I always find this activity interesting. It is something many people would be terrified to do with the people close to them in their lives. They may feel awkward and try to laugh it off thus reducing the effectiveness of the act. With strangers it becomes a lot easier. Somehow the fact you don’t know each other reduces the spotlight of judgement. I always find it fascinating watching couples get married or speaking to one another. So many of them never look into each other’s eyes, even when exchanging vows. How often do you look loved ones in the eyes, especially when communicating something of importance?
Drishti is viewed as an important and powerful component of a retreat. The ritual of meditating to come back to ourselves, and then gazing into another’s eyes brings an abundance of knowledge. First we are preparing ourselves to be really seen by another. We are opening ourselves up, becoming vulnerable.
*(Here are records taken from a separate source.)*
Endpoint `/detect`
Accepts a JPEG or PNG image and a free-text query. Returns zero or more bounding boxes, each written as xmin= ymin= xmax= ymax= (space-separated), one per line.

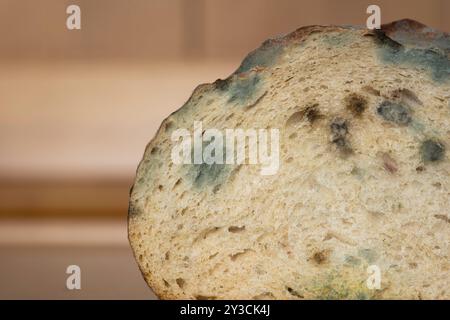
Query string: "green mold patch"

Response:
xmin=235 ymin=38 xmax=284 ymax=73
xmin=226 ymin=72 xmax=266 ymax=107
xmin=322 ymin=31 xmax=355 ymax=47
xmin=378 ymin=41 xmax=450 ymax=82
xmin=311 ymin=271 xmax=377 ymax=300
xmin=182 ymin=142 xmax=235 ymax=192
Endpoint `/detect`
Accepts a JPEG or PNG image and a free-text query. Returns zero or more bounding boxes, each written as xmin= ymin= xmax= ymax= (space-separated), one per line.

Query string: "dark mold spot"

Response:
xmin=330 ymin=118 xmax=352 ymax=154
xmin=345 ymin=93 xmax=367 ymax=117
xmin=128 ymin=203 xmax=139 ymax=217
xmin=377 ymin=101 xmax=411 ymax=125
xmin=366 ymin=29 xmax=402 ymax=51
xmin=286 ymin=103 xmax=323 ymax=126
xmin=420 ymin=139 xmax=445 ymax=162
xmin=236 ymin=39 xmax=283 ymax=73
xmin=302 ymin=103 xmax=323 ymax=124
xmin=381 ymin=153 xmax=398 ymax=174
xmin=392 ymin=89 xmax=423 ymax=105
xmin=311 ymin=250 xmax=328 ymax=265
xmin=363 ymin=86 xmax=381 ymax=97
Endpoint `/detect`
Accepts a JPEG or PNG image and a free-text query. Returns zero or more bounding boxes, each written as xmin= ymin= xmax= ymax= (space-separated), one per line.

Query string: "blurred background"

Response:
xmin=0 ymin=0 xmax=450 ymax=299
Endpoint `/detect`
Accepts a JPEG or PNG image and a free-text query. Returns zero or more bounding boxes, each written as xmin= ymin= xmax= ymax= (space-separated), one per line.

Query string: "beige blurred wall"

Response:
xmin=0 ymin=0 xmax=450 ymax=60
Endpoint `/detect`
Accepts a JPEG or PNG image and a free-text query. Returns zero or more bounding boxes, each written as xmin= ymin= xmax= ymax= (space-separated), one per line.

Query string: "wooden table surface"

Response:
xmin=0 ymin=219 xmax=156 ymax=299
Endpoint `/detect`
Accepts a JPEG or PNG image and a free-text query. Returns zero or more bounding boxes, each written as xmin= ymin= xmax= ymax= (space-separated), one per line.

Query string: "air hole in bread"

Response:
xmin=228 ymin=226 xmax=245 ymax=233
xmin=175 ymin=278 xmax=186 ymax=289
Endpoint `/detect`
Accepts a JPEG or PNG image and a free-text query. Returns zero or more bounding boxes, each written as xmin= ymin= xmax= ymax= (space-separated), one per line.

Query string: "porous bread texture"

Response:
xmin=129 ymin=20 xmax=450 ymax=299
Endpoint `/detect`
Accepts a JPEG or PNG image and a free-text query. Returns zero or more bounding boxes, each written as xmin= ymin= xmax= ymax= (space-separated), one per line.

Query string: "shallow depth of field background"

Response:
xmin=0 ymin=0 xmax=450 ymax=299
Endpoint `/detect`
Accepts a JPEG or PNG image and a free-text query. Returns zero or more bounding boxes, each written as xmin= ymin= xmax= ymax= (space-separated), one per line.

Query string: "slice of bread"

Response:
xmin=129 ymin=20 xmax=450 ymax=299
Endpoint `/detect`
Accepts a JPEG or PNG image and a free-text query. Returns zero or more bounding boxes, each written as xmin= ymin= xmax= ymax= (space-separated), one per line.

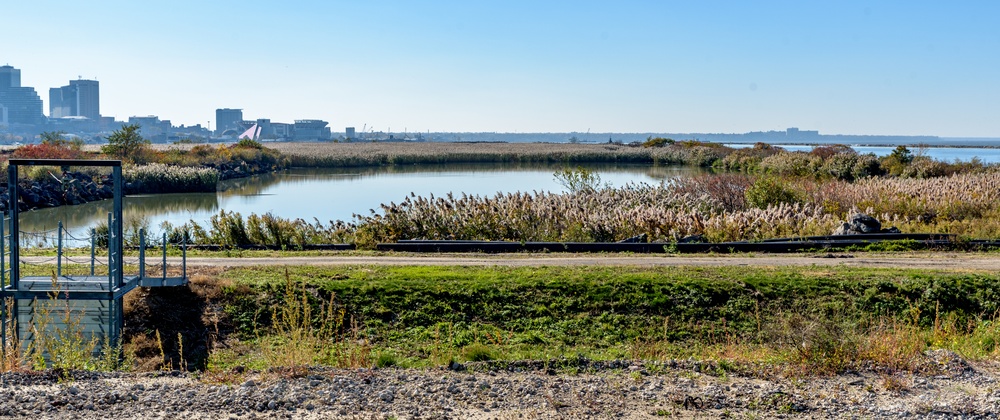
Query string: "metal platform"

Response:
xmin=0 ymin=159 xmax=187 ymax=357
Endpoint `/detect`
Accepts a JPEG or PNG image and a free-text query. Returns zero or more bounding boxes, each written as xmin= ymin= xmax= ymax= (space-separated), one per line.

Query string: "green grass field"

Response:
xmin=197 ymin=266 xmax=1000 ymax=373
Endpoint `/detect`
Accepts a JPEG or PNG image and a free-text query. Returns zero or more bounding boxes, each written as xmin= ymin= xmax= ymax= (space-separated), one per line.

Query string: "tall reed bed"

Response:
xmin=172 ymin=171 xmax=1000 ymax=248
xmin=122 ymin=163 xmax=219 ymax=194
xmin=270 ymin=142 xmax=729 ymax=167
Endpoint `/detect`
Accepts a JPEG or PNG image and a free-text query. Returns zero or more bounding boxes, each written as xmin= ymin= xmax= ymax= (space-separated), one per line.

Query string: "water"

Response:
xmin=21 ymin=164 xmax=703 ymax=246
xmin=726 ymin=143 xmax=1000 ymax=163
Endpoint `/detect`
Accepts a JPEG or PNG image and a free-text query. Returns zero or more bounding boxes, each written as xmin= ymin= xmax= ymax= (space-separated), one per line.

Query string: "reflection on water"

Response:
xmin=21 ymin=163 xmax=704 ymax=244
xmin=726 ymin=143 xmax=1000 ymax=163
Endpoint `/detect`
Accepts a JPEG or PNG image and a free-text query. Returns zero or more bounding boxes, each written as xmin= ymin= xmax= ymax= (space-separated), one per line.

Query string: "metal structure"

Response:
xmin=0 ymin=159 xmax=187 ymax=353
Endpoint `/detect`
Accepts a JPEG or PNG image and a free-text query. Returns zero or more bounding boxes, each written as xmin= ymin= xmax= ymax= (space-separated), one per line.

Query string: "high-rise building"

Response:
xmin=49 ymin=80 xmax=101 ymax=121
xmin=292 ymin=120 xmax=330 ymax=140
xmin=215 ymin=108 xmax=243 ymax=136
xmin=0 ymin=66 xmax=45 ymax=125
xmin=0 ymin=66 xmax=21 ymax=89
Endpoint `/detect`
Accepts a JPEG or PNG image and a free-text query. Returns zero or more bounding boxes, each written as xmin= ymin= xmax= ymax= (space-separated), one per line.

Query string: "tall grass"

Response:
xmin=168 ymin=167 xmax=1000 ymax=249
xmin=215 ymin=266 xmax=1000 ymax=374
xmin=122 ymin=163 xmax=219 ymax=194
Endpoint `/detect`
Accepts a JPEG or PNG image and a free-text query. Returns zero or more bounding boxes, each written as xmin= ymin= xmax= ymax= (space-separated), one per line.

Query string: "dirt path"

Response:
xmin=37 ymin=252 xmax=1000 ymax=271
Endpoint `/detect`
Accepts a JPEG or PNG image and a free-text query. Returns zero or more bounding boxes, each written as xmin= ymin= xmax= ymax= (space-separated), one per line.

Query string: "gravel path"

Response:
xmin=29 ymin=251 xmax=1000 ymax=271
xmin=0 ymin=351 xmax=1000 ymax=419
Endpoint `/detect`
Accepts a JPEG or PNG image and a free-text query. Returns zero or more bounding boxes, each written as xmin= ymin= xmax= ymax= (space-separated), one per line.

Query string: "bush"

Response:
xmin=746 ymin=177 xmax=798 ymax=209
xmin=760 ymin=152 xmax=823 ymax=177
xmin=820 ymin=152 xmax=882 ymax=181
xmin=101 ymin=124 xmax=149 ymax=162
xmin=642 ymin=136 xmax=674 ymax=147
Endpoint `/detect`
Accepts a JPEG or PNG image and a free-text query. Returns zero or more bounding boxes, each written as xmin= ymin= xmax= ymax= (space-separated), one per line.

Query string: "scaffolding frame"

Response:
xmin=0 ymin=159 xmax=133 ymax=356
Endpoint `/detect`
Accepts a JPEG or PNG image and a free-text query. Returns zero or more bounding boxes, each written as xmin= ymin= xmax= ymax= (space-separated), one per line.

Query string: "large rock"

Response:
xmin=833 ymin=213 xmax=882 ymax=235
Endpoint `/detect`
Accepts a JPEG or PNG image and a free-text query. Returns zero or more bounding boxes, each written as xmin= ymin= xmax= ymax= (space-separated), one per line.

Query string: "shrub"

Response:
xmin=809 ymin=144 xmax=858 ymax=160
xmin=642 ymin=136 xmax=675 ymax=147
xmin=746 ymin=177 xmax=798 ymax=209
xmin=101 ymin=124 xmax=149 ymax=162
xmin=820 ymin=152 xmax=882 ymax=181
xmin=11 ymin=143 xmax=87 ymax=159
xmin=760 ymin=152 xmax=823 ymax=176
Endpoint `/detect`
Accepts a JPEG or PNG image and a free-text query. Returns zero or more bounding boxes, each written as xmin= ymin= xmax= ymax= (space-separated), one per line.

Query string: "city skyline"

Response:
xmin=0 ymin=1 xmax=1000 ymax=137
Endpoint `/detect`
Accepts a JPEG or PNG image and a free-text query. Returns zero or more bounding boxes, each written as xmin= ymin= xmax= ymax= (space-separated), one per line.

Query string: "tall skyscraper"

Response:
xmin=0 ymin=66 xmax=45 ymax=125
xmin=49 ymin=80 xmax=101 ymax=121
xmin=215 ymin=108 xmax=245 ymax=136
xmin=0 ymin=66 xmax=21 ymax=89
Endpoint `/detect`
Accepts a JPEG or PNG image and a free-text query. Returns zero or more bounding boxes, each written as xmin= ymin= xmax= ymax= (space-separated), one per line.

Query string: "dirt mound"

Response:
xmin=122 ymin=269 xmax=231 ymax=370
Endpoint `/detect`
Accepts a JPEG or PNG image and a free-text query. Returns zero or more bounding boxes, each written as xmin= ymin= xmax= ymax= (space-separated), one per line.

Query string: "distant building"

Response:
xmin=0 ymin=66 xmax=45 ymax=125
xmin=0 ymin=66 xmax=21 ymax=90
xmin=292 ymin=120 xmax=330 ymax=140
xmin=49 ymin=79 xmax=101 ymax=121
xmin=215 ymin=108 xmax=243 ymax=136
xmin=128 ymin=115 xmax=170 ymax=140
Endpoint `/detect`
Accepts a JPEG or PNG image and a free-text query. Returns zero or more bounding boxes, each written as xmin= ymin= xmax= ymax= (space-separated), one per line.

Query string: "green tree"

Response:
xmin=882 ymin=146 xmax=913 ymax=176
xmin=101 ymin=124 xmax=149 ymax=162
xmin=41 ymin=130 xmax=66 ymax=146
xmin=553 ymin=167 xmax=602 ymax=193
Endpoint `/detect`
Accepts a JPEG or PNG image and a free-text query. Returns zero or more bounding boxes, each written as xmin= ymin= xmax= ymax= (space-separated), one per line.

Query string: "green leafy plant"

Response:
xmin=101 ymin=124 xmax=150 ymax=162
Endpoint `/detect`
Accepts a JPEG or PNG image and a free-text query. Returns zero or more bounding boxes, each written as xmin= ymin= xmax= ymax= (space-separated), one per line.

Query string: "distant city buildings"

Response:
xmin=49 ymin=79 xmax=101 ymax=121
xmin=0 ymin=65 xmax=45 ymax=127
xmin=215 ymin=108 xmax=243 ymax=137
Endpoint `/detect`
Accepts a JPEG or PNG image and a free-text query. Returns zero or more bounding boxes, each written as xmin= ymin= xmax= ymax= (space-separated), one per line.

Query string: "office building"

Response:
xmin=292 ymin=120 xmax=330 ymax=140
xmin=0 ymin=66 xmax=45 ymax=125
xmin=215 ymin=108 xmax=243 ymax=136
xmin=49 ymin=80 xmax=101 ymax=121
xmin=0 ymin=66 xmax=21 ymax=90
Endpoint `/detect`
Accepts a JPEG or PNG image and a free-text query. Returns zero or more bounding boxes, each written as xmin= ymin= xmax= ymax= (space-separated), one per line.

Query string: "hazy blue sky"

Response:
xmin=0 ymin=0 xmax=1000 ymax=137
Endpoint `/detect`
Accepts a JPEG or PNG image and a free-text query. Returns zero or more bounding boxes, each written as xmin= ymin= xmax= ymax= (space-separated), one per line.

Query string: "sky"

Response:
xmin=0 ymin=0 xmax=1000 ymax=137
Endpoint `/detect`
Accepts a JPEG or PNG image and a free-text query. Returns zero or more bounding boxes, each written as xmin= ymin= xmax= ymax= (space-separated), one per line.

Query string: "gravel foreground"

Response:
xmin=0 ymin=350 xmax=1000 ymax=419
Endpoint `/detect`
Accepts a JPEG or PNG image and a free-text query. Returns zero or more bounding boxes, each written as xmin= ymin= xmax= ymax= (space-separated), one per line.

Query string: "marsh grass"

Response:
xmin=234 ymin=272 xmax=372 ymax=375
xmin=213 ymin=267 xmax=1000 ymax=375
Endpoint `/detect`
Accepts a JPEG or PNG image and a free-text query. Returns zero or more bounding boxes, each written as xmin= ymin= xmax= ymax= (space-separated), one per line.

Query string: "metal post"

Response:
xmin=108 ymin=213 xmax=115 ymax=290
xmin=0 ymin=214 xmax=7 ymax=360
xmin=90 ymin=228 xmax=97 ymax=276
xmin=109 ymin=165 xmax=125 ymax=287
xmin=0 ymin=164 xmax=21 ymax=356
xmin=56 ymin=220 xmax=62 ymax=277
xmin=0 ymin=216 xmax=7 ymax=288
xmin=139 ymin=229 xmax=146 ymax=281
xmin=160 ymin=232 xmax=167 ymax=286
xmin=7 ymin=165 xmax=21 ymax=292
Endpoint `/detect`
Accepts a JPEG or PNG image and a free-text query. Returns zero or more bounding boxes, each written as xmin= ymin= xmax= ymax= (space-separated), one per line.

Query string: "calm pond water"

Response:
xmin=726 ymin=143 xmax=1000 ymax=163
xmin=15 ymin=164 xmax=703 ymax=245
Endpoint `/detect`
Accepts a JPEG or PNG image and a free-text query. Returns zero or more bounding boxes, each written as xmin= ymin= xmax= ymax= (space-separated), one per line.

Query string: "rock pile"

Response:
xmin=0 ymin=172 xmax=114 ymax=211
xmin=833 ymin=213 xmax=899 ymax=235
xmin=0 ymin=352 xmax=1000 ymax=420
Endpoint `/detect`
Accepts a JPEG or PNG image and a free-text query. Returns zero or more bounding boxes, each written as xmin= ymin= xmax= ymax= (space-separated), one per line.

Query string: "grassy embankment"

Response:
xmin=99 ymin=266 xmax=1000 ymax=375
xmin=166 ymin=139 xmax=1000 ymax=248
xmin=3 ymin=139 xmax=1000 ymax=249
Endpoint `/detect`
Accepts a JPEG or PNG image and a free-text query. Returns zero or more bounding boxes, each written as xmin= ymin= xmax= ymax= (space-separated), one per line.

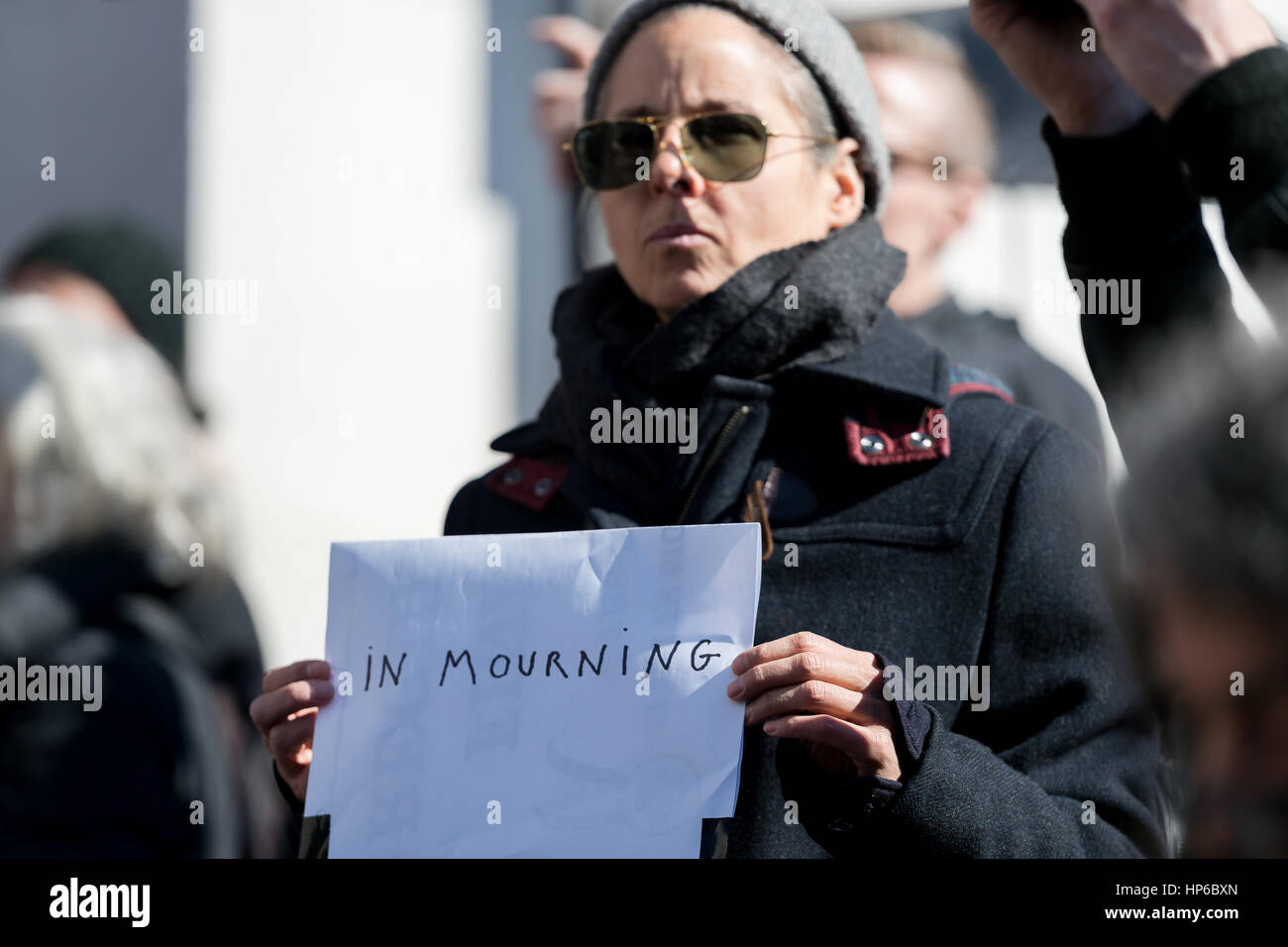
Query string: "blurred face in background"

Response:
xmin=864 ymin=53 xmax=988 ymax=316
xmin=599 ymin=8 xmax=863 ymax=320
xmin=7 ymin=263 xmax=134 ymax=333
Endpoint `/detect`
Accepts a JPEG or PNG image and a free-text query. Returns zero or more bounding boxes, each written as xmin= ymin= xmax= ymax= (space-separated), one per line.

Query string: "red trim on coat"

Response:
xmin=483 ymin=458 xmax=568 ymax=513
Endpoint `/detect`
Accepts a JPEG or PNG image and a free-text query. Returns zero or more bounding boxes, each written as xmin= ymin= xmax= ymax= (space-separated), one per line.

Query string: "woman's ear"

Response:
xmin=820 ymin=138 xmax=866 ymax=231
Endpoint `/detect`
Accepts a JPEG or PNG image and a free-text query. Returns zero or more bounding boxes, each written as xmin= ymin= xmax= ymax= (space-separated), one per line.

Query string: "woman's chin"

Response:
xmin=649 ymin=270 xmax=722 ymax=320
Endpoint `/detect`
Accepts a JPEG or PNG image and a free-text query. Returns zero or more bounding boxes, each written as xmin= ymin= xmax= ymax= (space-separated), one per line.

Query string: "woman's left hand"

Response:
xmin=728 ymin=631 xmax=901 ymax=780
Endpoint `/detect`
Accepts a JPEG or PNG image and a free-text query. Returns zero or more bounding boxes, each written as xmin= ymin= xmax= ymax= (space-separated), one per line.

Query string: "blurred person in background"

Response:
xmin=0 ymin=294 xmax=286 ymax=857
xmin=3 ymin=217 xmax=202 ymax=419
xmin=533 ymin=17 xmax=1104 ymax=453
xmin=259 ymin=0 xmax=1167 ymax=860
xmin=971 ymin=0 xmax=1288 ymax=857
xmin=1118 ymin=346 xmax=1288 ymax=858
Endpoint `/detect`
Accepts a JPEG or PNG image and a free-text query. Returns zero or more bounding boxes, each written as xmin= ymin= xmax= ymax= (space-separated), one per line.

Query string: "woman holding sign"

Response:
xmin=253 ymin=0 xmax=1164 ymax=857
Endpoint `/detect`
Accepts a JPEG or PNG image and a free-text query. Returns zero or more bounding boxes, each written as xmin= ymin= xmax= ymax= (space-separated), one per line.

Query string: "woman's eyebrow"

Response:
xmin=613 ymin=99 xmax=752 ymax=119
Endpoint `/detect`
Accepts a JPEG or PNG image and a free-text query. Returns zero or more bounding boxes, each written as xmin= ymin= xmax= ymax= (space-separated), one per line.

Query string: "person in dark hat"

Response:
xmin=4 ymin=218 xmax=201 ymax=417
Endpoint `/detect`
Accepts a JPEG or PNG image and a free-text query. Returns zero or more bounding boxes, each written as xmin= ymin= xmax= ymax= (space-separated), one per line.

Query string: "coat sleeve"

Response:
xmin=785 ymin=425 xmax=1166 ymax=858
xmin=1043 ymin=48 xmax=1288 ymax=467
xmin=1167 ymin=47 xmax=1288 ymax=318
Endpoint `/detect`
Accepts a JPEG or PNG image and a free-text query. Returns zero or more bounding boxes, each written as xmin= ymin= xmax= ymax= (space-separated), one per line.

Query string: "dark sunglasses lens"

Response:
xmin=572 ymin=121 xmax=653 ymax=191
xmin=684 ymin=112 xmax=768 ymax=180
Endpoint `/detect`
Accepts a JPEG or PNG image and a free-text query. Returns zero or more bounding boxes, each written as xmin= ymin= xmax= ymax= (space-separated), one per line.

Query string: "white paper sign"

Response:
xmin=305 ymin=523 xmax=761 ymax=858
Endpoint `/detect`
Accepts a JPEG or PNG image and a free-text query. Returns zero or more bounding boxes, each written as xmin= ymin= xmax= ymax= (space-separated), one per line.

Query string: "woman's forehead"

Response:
xmin=600 ymin=9 xmax=787 ymax=119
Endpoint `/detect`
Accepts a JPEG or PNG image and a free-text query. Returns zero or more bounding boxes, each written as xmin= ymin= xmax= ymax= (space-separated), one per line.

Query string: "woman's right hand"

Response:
xmin=250 ymin=661 xmax=335 ymax=802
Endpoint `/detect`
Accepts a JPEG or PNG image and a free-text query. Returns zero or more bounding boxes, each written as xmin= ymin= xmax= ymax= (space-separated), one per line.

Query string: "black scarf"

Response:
xmin=537 ymin=217 xmax=905 ymax=522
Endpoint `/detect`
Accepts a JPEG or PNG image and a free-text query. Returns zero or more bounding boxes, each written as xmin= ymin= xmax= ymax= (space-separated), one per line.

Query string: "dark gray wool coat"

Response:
xmin=286 ymin=219 xmax=1164 ymax=857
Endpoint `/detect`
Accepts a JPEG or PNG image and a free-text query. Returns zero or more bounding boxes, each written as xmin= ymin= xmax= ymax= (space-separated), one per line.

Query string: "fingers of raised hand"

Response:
xmin=265 ymin=660 xmax=331 ymax=693
xmin=250 ymin=678 xmax=335 ymax=734
xmin=744 ymin=681 xmax=877 ymax=727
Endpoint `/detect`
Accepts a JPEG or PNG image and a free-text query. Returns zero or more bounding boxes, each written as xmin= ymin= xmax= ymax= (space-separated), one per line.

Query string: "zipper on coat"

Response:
xmin=675 ymin=404 xmax=751 ymax=526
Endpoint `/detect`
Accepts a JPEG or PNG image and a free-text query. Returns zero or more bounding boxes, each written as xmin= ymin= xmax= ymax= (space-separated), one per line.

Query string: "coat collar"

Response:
xmin=794 ymin=308 xmax=952 ymax=407
xmin=490 ymin=308 xmax=950 ymax=456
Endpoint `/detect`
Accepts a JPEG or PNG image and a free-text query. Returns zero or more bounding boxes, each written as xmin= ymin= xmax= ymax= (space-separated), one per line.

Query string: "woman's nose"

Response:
xmin=649 ymin=121 xmax=704 ymax=193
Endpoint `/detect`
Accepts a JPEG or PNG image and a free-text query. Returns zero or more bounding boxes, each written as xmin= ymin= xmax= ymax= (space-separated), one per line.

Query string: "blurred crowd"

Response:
xmin=0 ymin=0 xmax=1288 ymax=857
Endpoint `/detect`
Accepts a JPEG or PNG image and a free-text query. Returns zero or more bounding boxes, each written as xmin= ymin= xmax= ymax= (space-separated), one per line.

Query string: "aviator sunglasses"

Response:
xmin=563 ymin=112 xmax=837 ymax=191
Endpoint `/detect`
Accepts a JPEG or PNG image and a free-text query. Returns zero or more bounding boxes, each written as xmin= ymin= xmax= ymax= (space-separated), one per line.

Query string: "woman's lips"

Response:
xmin=644 ymin=223 xmax=711 ymax=246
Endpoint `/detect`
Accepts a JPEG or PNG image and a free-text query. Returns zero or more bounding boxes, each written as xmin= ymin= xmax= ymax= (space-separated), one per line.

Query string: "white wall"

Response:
xmin=188 ymin=0 xmax=515 ymax=665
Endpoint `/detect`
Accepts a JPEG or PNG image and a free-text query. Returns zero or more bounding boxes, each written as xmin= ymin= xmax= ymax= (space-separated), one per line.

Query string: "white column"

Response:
xmin=185 ymin=0 xmax=517 ymax=665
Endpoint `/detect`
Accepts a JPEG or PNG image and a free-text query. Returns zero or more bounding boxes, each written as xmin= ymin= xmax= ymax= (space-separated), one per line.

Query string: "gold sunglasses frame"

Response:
xmin=562 ymin=108 xmax=841 ymax=191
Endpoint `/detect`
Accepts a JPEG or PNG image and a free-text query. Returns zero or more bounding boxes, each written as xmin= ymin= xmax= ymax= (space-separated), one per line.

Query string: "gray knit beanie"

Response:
xmin=583 ymin=0 xmax=890 ymax=211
Allowing another person to really look at us, our flaws, our fears, our raw selves as we stand in silence in front of them. Secondly we are putting ourselves in the position to really see another soul. As we gaze we gather a lot of information about who this person truly is. So often as we see another person as vulnerable and raw, we feel an overwhelming sense of love for them. What was a random stranger a moment ago, suddenly becomes incredibly beautiful. The connection between you both becomes one of respect, appreciation and love. All from one look and no words.
I encourage you to try this with someone. Take the time to really see someone in your life. See them as they are, unconditionally. Be willing to allow them to see you as you are. Through activities like these, we can transform our inner selves.